Il ritratto - Tenuta Col d’Orcia
La Tenuta Col d’Orcia si estende per 540 ettari complessivi, di cui 142 coltivati a vigneto (106 vitati a Brunello) per una produzione complessiva di 800.000 bottiglie all’anno. I suoi vigneti si trovano sul versante sud del Comune di Montalcino, in una zona collinare che si estende dal Fiume Orcia fino al paese di S.Angelo in Colle, a circa 450 metri di altitudine.

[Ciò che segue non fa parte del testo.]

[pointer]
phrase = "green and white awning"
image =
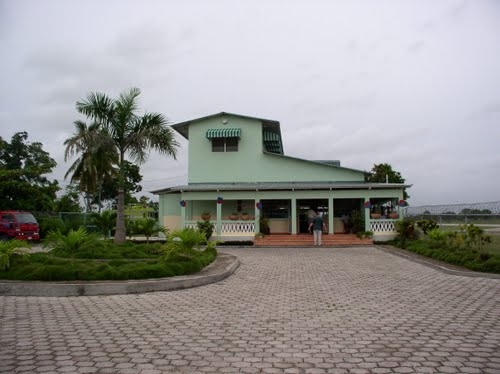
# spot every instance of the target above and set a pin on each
(223, 133)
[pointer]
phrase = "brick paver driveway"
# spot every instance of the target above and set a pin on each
(349, 310)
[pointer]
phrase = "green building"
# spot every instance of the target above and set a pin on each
(238, 173)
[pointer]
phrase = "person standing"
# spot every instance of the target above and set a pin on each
(318, 226)
(310, 217)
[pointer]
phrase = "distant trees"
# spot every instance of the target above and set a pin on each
(23, 169)
(382, 173)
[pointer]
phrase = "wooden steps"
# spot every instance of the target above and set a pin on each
(306, 240)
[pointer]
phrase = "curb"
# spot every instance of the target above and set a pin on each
(224, 265)
(437, 265)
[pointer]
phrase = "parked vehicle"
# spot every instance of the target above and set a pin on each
(18, 225)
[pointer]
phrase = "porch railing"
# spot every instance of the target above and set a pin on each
(383, 225)
(232, 227)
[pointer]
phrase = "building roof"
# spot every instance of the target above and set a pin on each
(183, 127)
(278, 186)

L’azienda si è distinta per l’impegno nella ricerca e nella sperimentazione viticolturale con l’Università di Firenze e di Milano, ma anche per il sapiente equilibrio fra tradizione ed innovazione che sta alla base del suo successo, a partire dal Brunello Riserva “Poggio al Vento”, vino simbolo dell’azienda e vero e proprio cru, ottenuto dal Sangiovese proveniente dall’omonimo vigneto impiantato nel 1974. Un vino affinato per 4 anni in legno (barriques e botte grande) e per 2 anni in bottiglia, che rappresenta una delle massime espressioni del vitigno toscano per eccellenza, frutto del lavoro di una grande azienda ma anche dei preziosi consigli dell’enologo consulente Maurizio Castelli, considerato da più parti come il massimo esperto nella coltivazione e nella vinificazione del Sangiovese.

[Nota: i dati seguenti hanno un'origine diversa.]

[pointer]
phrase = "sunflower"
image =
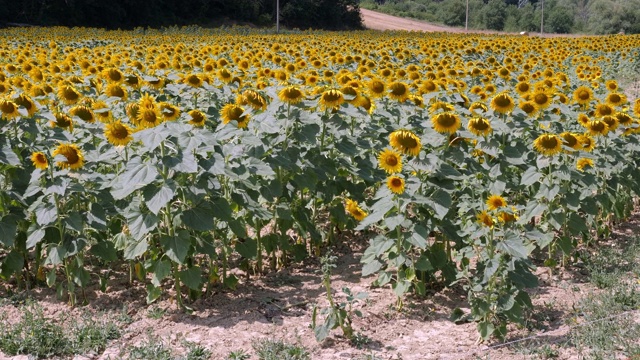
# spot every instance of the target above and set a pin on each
(583, 95)
(62, 121)
(541, 99)
(581, 163)
(395, 184)
(597, 127)
(291, 95)
(502, 103)
(331, 99)
(83, 112)
(169, 112)
(26, 102)
(9, 109)
(479, 126)
(118, 133)
(39, 160)
(398, 91)
(495, 202)
(74, 158)
(193, 80)
(446, 123)
(603, 109)
(485, 219)
(354, 210)
(390, 161)
(148, 117)
(405, 142)
(253, 99)
(376, 88)
(235, 112)
(548, 144)
(68, 94)
(571, 140)
(616, 99)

Il resto della gamma dei vini della Tenuta Col d’Orcia propone il Brunello di Montalcino “base”, il Rosso di Montalcino “Banditella”, il Sant’Antimo “Nearco” (blend di Merlot, Cabernet e Syrah), il SAnt’Antimo Cabernet “Olmaia”, l’Igt “Spezieri” (uvaggio di Sangiovese, Merlot, Cabernet e Ciliegiolo) e il dolce Moscadello di Montalcino “Pascena”.
Il conte Francesco Marone Cinzano, parallelamente, produce vino anche in Cile. La Reserva de Caliboro, 230 ettari conmplessivi, 50 dei quali coltivati a vigneto, è l’azienda cilena di sua proprietà, situata nella valle del Maule, in uno dei terroir più vocati per la produzione di vini rossi. In quest’area andina sorge anche la cantina, costruita verso la fine del XIX. Nei vigneti sono coltivati il Cabernet Sauvignon, Cabernet Franc, Merlot, Mourvèdre, Carménère, Shiraz e Petit Verdot, ma anche Barbera, Montepulciano d’Abruzzo e Tempranillo, che danno vita, al momento, ad un vino aziendale: l’“Erasmo”, da uve Cabernet Sauvignon, Cabernet Franc e Merlot.